You are 100% not being unreasonable. What you are trying to do is not sustainable. I know, because I tried, too. It is not possible to hold down a professional job with additional money worries and limited support if you have not had a whole (or even adequate) nights sleep for multiple years. Until you accept that, and change something you will feel like this.
I know it’s hard, I’ve been there. Sleep training DS is not the answer (its more stress for you) you can’t change other people. There is no way to make a child sleep. Some children are poor sleepers, as are some adults. As of tonight, I would suggest co-sleeping. Co sleep isn’t the best sleep, but it’s better than no sleep. Crisis management. If that doesn’t help you can move on. You can change co sleeping later when it’s not the best solution and your own sleep needs are fulfilled. You can fix your marriage later if you sleeping apart is such a problem (although if your DH can’t see how you need better sleep than you’re getting, and isn’t prepared to change anything in terms of your family aims, or his contribution to help get you both through, it’s probably already broken)
Getting DH to step up may be the answer. It might mean you can continue for a bit longer without burning yourself out. It might mean you both burn out. It might mean you burn out faster, because managing another person on top of your DS is……more effort. Depends how much of patriarch DH is, to be honest. You may need to be Very Clear that you cannot continue carrying most of this, and what the consequences will be if he doesn’t change.
So look at what you can change. You MUST accept that you can’t continue as you are ‘until….’ And look at your life goals. Who’s in favour of this ‘sticking it out until we can remortage’? Is it a person who is sleeping more than you? Again, I feel your pain, but in this position you can’t optimise everything else. Your needs come first. Speak with your relative about repayment terms. Speak to a debt helpline or a financial advisor. Look at other funding options. Accept that you cannot optimise your finances at the moment, that this is a VERY resource intensive time for families, and you might just need to coast, and not work ‘towards’ anything. That you WILL need to make some compromises. Maybe that’s a different job with less childcare and putting off the re-mortgage until later. Maybe your DH takes a loan you can both pay off more slowly. Maybe you need to move to cheaper housing, get a lodger, sell a car. Something has to give here. Don’t let it be your mental health.
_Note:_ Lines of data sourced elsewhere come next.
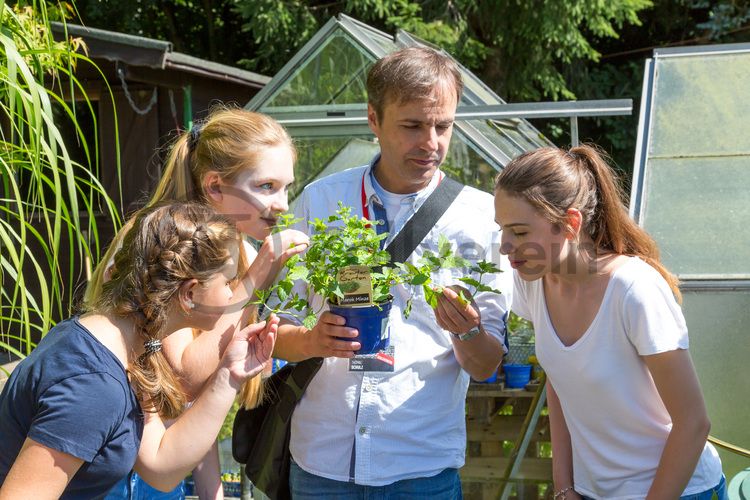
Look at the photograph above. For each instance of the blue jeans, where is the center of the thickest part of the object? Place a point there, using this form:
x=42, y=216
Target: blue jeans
x=306, y=486
x=132, y=487
x=720, y=490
Also, I think I read you are a teacher? Do you need some time off sick to deal with this? You get full sick pay for a while, and it applies to mental health as well as physical.
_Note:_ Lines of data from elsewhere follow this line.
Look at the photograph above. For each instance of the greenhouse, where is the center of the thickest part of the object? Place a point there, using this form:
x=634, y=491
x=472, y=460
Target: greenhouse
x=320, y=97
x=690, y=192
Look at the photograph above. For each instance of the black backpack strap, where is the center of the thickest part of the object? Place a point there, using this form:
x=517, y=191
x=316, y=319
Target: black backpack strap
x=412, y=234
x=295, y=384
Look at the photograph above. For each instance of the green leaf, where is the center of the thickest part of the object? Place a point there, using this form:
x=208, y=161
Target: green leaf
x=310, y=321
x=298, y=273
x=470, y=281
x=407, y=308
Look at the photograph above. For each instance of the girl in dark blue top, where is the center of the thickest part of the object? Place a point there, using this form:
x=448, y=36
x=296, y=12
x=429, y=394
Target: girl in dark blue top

I’ll be honest, this broke my marriage. DH was saying ‘it’s not forever’ ‘we need the big house, you wouldn’t be happy anywhere smaller’ ‘DD needs to learn to sleep’ ‘we need you to work full time’ etc etc. But, dear reader, when I left him it turned out I did not need him at all. Nor the full time job, nor the big house. I lived perfectly contentedly in a small house, which I could afford ALL BY MYSELF with much reduced hours and the ability to take a bloody nap! Now, things are different, because I am getting enough sleep, and I want different things. But I’m not making somebody else pay for them with their health, time or effort. I will decide what I have the capacity to attain. DD never did ‘learn to sleep’. (She still wakes now, and she’s 11). It also appeared that he did not need my full time salary to keep his beloved house. He managed perfectly well on his own, and even managed to keep it nice and tidy. He was not ‘too stressed’ or even ‘too busy’ to do it himself when I wasn’t around to do it. He did ‘notice’ that the dishwasher needing emptying and he even managed to (at least I presume) feed himself every night and find his own keys without a tantrum. He also kept on the cleaner (which he was completely adamant ‘we’ couldn’t afford) when it was his labour she was saving and not mine. He simply would not step up if I would do it, and he didn’t care how much it broke me to meet his HIS priorities. He said he did, of course. But, dear reader, he only SAID so. He didn’t actually DO anything. And, because it is women who get the social blame (and consequences) and who cannot bear to see their children’s needs go unmet, we do it. There is no blame attached to this statement (well, not to anyone I wasn’t married to, anyway) it’s simply how things are. My point is I was almost at breaking point, and he wasn’t, so he had the freedom to look to the future. I couldn’t deal with my present. He had dreams at the expense of my truly awful reality. It really did almost break me, and I couldn’t see how stuck I was until I was in a better place myself, and I kept saying I ‘had to’ do it ‘until XXXX’. When I was just trying to optimise everything else, and not accepting that I was being crushed and it was stupid to try and find the best solutions for money etc while I was cracking up, and something else would have to give. It’s OK if you put things on hold to get through for now.